Hrant Dink memorial a rare effort in Turkey confronting its past – AW

AHVAL News
Sept 22 2019
Hrant Dink memorial a rare effort in Turkey confronting its past – AW

A recently opened memorial site paying homage to Armenian-Turkish journalist and intellectual Hrant Dink was assassinated in 2007, is a rare effort in the country confronting its past and fighting hatred and bigotry, wrote Arab Weekly columnist Constanze Letsch on Saturday

Dink, the founder of Turkey’s Armenian bi-weekly Agos newspaper, was killed in Istanbul in front of his office on  Jan. 19, 2007, in an attack that made international headlines. 

The slain journalist was outspoken on the Armenian genocide and prosecuted three times for violating Article 301 of the Turkish penal code, which makes it a crime to insult Turkishness, the Turkish nation or Turkish institutions.

The “23.5 Hrant Dink Site of Memory,” is named after an article written by Dink in 1996 that alludes to his life-long struggle to conciliate Turkey and Armenia, the article said.

An artist and programme coordinator at the site, Sena Basoz, says the projects is unique in that it Turkey has a long history of sweeping trauma under the rug.
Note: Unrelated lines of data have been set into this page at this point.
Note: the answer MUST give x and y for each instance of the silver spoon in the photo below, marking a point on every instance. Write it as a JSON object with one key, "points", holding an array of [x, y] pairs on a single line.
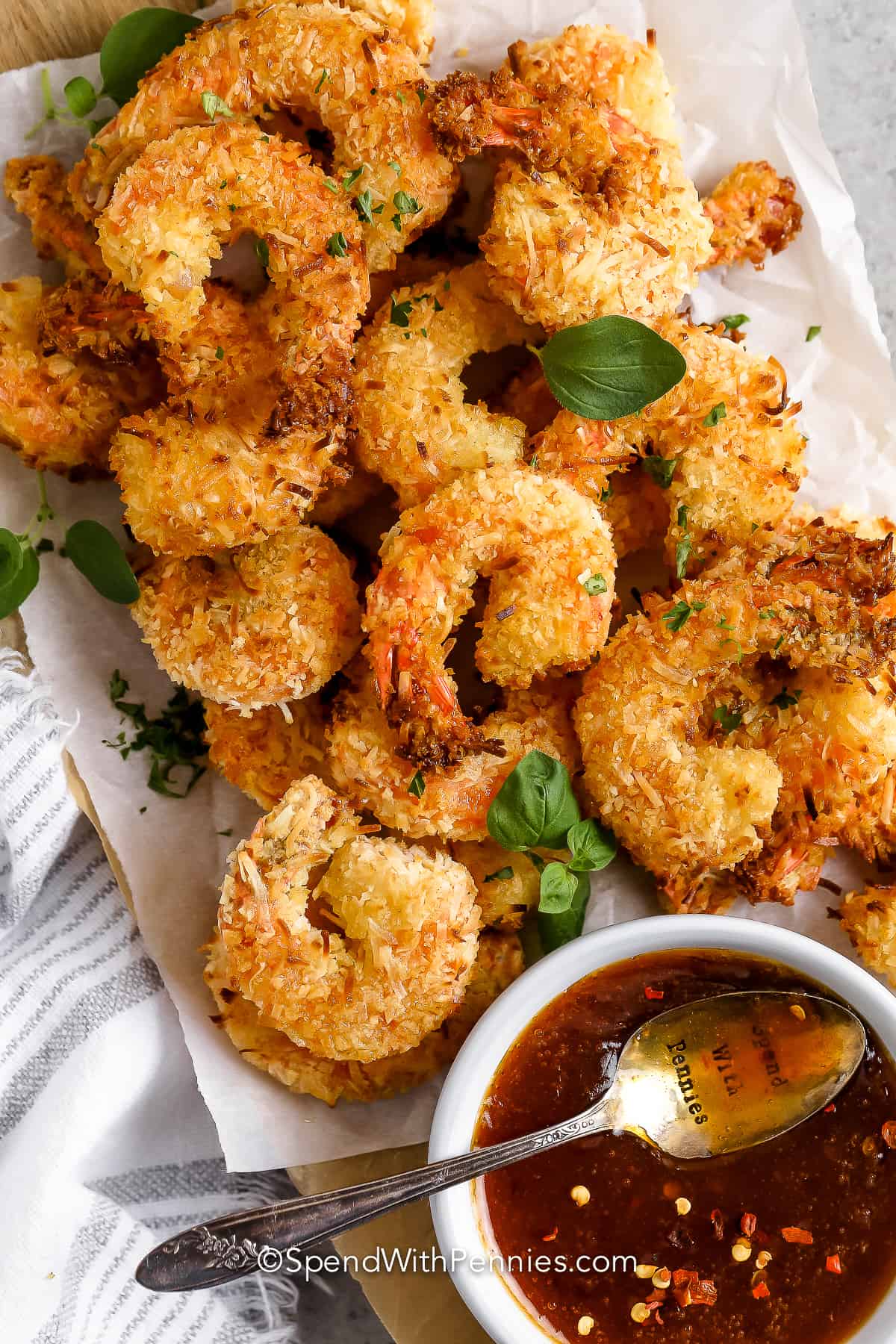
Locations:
{"points": [[709, 1078]]}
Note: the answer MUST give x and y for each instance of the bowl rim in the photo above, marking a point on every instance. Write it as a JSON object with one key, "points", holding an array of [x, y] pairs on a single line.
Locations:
{"points": [[455, 1218]]}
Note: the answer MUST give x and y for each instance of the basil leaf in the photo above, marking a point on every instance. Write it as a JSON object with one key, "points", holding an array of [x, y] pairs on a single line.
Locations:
{"points": [[93, 550], [558, 890], [610, 367], [556, 930], [81, 96], [136, 43], [591, 848], [19, 585], [535, 806]]}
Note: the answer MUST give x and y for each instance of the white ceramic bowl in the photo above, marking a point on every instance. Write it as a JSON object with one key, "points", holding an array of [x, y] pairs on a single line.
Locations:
{"points": [[454, 1211]]}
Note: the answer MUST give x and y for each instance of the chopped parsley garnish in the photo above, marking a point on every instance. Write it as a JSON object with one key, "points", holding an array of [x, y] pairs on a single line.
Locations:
{"points": [[682, 612], [175, 738], [662, 470]]}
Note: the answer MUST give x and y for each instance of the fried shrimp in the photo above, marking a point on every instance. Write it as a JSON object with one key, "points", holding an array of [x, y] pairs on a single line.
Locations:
{"points": [[601, 220], [547, 554], [682, 800], [729, 437], [364, 757], [754, 211], [261, 1043], [375, 959], [247, 448], [57, 411], [264, 752], [37, 187], [414, 428], [316, 58], [260, 625]]}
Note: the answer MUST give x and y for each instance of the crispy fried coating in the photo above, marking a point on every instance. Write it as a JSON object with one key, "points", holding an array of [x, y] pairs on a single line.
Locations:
{"points": [[606, 65], [316, 58], [261, 1043], [57, 411], [37, 186], [368, 768], [602, 218], [754, 211], [677, 794], [414, 428], [547, 554], [869, 918], [735, 467], [258, 625], [390, 949], [264, 752]]}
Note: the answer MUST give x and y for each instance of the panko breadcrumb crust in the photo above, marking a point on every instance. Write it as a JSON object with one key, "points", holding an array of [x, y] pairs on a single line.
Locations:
{"points": [[260, 625], [391, 947]]}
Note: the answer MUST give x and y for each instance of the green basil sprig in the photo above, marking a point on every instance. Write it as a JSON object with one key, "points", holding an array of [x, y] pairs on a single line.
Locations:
{"points": [[538, 809], [610, 367]]}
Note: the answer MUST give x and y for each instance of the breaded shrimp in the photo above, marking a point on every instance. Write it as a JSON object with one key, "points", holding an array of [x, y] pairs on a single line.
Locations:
{"points": [[361, 81], [258, 625], [378, 957], [261, 1043], [264, 752], [37, 187], [414, 428], [452, 801], [601, 220], [245, 455], [606, 65], [729, 428], [57, 411], [754, 211], [679, 797], [547, 553]]}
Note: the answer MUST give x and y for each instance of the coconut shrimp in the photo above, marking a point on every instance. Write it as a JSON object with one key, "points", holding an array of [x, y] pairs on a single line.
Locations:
{"points": [[261, 1043], [729, 438], [656, 756], [264, 752], [550, 561], [364, 757], [37, 187], [60, 411], [314, 58], [247, 453], [258, 625], [754, 211], [375, 960], [601, 220], [414, 428]]}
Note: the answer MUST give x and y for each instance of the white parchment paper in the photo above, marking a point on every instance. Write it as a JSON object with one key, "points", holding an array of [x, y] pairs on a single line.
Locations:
{"points": [[743, 93]]}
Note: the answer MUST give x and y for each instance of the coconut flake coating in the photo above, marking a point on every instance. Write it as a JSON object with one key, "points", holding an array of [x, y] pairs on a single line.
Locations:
{"points": [[253, 626], [390, 949]]}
“One trauma immediately follows the next. Unfortunately, there is no culture of confronting the past and the things that have happened,” Basoz said

For programme coordinator Nayat Karakose, the project also serves the purpose of inspiring visitors to open similar sites at other places.

Efforts for similar projects in other parts of Turkey have failed, including one featuring the infamous prison in the Kurdish-majority southeastern province of Diyarbakır, which was effectively transformed into a centre for martial law for political prisoners following the Sept. 11, 1980 coup, the article recalled. 

Neither is there a memorial site in the central Anatolian city of Sivas, where on July 2, 1993 a mob of Islamic fundamentalists burned a hotel where a convention was being held, killing 35 people, mainly intellectuals and artists from the Alevi faith.

The Hrant Dink Memorial site projects began in 2013 and experts visited 15 countries and similar projects in South Africa, Mexico, Argentina, Chile, Poland, Germany, Hungary, the United Kingdom, Ireland and the United States, among others. It is the result of hundreds of archived texts, audio and video recordings collected over the years.

The site takes visitors on a journey as Dink narrates the painful history of the Armenian minority in Turkey, including discrimination, hate, expropriations, the military coup in 1980, torture and genocide.

“In Turkey, we are being taught not to remember but to forget — by the state discourse, by school curricula and by media narratives. We have just begun to learn what it means to actively and critically remember the past,” Karaköse said.